# passport



## hutchings1909 (May 27, 2010)

can any body tell me my british passport runs out in march 2011 and i know i have to send it to hong kong,can you tell me what docs i need to send,and also something about eyes in one photo what is that does any body know,and how do you go about getting your eyes is it a close up of your eyes,


----------



## wildfk (Apr 26, 2010)

*Passport renewal*



hutchings1909 said:


> can any body tell me my british passport runs out in march 2011 and i know i have to send it to hong kong,can you tell me what docs i need to send,and also something about eyes in one photo what is that does any body know,and how do you go about getting your eyes is it a close up of your eyes,



It's VERY simple. just go to the web site - 

Passports

you need to fill in the passport form...........You can download this and the INSTRUCTIONS from the British Embassy Web site.

Passports


There is a specific page on photo requirements.

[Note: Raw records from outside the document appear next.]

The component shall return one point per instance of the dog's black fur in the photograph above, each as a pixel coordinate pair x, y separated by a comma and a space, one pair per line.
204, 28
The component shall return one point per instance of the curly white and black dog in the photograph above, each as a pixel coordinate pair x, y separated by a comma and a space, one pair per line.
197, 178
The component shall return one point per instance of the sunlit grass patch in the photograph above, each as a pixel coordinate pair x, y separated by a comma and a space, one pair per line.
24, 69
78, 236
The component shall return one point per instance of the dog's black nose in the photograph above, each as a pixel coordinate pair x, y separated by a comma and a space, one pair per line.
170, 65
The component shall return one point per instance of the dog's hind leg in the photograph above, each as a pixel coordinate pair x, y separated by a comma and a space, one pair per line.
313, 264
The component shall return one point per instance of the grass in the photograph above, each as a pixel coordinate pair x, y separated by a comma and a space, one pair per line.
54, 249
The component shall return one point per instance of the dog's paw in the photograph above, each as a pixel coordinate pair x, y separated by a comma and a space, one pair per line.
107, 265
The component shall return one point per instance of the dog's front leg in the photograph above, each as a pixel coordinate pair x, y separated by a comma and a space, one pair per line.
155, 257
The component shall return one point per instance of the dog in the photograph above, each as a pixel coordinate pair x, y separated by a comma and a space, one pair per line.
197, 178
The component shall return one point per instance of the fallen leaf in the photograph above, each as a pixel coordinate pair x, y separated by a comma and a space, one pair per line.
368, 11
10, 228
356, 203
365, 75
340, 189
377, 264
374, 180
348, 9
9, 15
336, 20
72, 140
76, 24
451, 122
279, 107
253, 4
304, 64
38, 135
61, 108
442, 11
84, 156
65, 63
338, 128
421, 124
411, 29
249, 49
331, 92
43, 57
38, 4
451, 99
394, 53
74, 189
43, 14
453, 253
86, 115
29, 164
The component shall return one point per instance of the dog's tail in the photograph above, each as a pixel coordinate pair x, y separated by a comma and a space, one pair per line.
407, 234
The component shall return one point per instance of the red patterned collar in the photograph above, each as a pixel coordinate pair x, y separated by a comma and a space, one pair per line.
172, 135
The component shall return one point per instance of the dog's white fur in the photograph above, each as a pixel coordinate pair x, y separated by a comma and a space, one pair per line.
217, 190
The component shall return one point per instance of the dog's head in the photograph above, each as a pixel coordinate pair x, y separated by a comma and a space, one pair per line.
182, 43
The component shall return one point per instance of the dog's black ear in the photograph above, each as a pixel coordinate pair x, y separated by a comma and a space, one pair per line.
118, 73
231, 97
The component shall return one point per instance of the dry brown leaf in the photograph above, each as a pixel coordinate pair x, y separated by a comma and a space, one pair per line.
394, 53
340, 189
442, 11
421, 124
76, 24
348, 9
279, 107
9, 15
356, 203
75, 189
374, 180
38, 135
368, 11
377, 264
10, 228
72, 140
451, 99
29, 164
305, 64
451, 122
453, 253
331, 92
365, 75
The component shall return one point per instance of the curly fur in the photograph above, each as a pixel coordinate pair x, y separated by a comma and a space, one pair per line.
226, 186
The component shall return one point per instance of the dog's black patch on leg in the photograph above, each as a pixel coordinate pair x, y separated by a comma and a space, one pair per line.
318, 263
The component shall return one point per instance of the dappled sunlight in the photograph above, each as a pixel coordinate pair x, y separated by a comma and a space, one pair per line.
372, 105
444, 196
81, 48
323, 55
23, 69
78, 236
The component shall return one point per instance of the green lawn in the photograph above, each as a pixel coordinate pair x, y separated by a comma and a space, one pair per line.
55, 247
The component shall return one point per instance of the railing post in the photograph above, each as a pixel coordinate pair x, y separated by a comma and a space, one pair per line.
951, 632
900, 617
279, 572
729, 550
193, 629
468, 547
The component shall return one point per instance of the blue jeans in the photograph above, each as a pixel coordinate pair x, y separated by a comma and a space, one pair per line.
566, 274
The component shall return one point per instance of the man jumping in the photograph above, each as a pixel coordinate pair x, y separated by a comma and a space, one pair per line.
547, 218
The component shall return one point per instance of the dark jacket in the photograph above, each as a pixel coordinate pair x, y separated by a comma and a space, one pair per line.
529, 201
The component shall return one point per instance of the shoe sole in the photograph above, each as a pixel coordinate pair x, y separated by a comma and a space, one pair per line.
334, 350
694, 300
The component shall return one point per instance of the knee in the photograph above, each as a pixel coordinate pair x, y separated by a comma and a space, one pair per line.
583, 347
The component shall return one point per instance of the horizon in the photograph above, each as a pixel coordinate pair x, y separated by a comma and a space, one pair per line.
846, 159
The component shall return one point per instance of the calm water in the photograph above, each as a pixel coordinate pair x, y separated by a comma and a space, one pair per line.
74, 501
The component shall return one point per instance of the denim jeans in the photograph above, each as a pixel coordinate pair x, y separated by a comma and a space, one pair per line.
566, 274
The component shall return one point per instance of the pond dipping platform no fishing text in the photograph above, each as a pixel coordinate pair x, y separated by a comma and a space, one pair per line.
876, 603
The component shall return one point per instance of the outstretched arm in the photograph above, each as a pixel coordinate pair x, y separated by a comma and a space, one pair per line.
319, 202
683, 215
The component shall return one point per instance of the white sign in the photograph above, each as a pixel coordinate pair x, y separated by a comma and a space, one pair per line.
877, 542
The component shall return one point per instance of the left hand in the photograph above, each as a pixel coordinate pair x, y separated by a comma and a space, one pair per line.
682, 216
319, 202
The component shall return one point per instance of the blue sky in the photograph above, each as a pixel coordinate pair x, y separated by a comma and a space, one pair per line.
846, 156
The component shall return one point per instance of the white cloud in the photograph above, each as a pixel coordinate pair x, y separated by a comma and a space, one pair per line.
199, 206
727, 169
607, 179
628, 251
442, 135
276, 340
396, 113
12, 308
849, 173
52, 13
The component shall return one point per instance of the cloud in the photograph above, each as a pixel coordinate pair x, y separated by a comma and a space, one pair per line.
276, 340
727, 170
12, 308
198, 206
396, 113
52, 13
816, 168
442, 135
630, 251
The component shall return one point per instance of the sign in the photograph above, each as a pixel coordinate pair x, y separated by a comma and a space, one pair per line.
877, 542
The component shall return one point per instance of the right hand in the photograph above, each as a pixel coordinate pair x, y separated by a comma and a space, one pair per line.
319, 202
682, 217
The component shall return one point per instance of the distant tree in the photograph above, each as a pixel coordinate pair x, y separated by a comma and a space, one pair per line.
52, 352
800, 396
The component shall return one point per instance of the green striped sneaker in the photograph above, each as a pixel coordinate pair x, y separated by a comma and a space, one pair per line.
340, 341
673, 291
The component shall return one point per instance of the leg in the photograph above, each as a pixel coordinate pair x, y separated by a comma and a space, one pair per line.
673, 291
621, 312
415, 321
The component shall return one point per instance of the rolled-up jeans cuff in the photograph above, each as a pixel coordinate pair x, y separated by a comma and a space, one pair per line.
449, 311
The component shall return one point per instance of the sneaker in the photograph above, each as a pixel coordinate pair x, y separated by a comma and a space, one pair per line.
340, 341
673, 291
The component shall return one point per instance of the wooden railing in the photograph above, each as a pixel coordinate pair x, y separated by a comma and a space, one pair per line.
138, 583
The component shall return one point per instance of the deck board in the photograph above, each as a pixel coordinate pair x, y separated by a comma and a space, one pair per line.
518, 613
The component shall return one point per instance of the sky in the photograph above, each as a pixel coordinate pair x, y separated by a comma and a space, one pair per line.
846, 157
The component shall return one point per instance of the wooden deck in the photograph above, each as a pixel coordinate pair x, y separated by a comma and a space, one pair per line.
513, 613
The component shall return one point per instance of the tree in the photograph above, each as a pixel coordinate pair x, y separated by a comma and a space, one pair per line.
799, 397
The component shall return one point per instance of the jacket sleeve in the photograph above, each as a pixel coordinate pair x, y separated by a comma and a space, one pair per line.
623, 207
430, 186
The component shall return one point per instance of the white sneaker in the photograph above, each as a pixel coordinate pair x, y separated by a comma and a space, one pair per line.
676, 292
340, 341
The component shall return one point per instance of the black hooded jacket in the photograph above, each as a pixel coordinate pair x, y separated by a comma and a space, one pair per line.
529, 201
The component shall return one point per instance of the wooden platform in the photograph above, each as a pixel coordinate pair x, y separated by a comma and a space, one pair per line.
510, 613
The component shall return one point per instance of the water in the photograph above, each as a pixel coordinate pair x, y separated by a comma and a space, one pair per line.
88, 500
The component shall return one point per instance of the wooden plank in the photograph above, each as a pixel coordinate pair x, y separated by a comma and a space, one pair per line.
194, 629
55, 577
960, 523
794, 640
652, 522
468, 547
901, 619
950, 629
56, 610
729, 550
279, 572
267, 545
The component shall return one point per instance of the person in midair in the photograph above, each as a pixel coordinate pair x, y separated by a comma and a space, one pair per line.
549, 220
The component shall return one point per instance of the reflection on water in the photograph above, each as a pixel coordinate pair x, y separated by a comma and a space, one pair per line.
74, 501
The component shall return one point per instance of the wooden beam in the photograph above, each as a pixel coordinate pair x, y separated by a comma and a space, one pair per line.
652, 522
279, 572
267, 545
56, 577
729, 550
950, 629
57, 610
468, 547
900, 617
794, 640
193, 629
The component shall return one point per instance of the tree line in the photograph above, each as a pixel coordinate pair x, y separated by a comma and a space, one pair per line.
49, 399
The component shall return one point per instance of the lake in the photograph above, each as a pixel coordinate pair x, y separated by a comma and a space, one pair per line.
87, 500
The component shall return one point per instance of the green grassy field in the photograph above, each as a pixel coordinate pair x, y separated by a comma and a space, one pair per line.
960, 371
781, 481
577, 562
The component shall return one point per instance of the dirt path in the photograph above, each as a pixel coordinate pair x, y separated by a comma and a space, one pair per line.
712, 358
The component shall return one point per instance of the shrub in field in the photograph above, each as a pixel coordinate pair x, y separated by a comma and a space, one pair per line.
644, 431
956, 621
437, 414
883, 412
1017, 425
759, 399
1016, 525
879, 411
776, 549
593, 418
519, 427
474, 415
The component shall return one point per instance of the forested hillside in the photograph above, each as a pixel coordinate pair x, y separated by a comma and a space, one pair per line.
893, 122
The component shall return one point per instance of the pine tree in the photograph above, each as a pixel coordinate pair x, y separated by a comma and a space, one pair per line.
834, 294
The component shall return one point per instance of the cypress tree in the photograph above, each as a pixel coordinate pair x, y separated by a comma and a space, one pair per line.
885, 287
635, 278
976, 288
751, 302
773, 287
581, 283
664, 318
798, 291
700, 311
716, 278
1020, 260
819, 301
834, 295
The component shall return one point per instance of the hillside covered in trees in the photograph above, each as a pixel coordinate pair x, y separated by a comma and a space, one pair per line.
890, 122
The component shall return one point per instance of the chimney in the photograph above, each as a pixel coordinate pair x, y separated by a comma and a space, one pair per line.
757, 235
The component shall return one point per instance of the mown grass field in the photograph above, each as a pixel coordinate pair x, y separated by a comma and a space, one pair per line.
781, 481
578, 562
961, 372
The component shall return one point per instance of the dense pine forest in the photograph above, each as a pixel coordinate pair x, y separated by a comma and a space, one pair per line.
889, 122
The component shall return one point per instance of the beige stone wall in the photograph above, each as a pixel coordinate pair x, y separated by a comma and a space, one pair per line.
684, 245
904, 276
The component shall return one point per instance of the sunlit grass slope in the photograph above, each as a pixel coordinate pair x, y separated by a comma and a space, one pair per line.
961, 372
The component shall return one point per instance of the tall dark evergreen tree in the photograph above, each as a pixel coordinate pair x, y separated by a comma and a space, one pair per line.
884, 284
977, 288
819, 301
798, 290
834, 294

You don't need anything "special" - just a specific size with a specific portion used up by your face. - Most photo shops (e.g. Kodak) have the dimensions there already.

The photos need to be signed on the back by a "respectable person" - see list for details
you send 2 to Hong Kong

*You do NOT need to send you passport to HK - only a photocopy of the details page.*

This is because foreigners must ID in Thailand

You can send you documents by DHL - they have a list of branches on the Embassy site.

They ask you to allow 4 weeks, but it can take as little as 7 to 8 days.


----------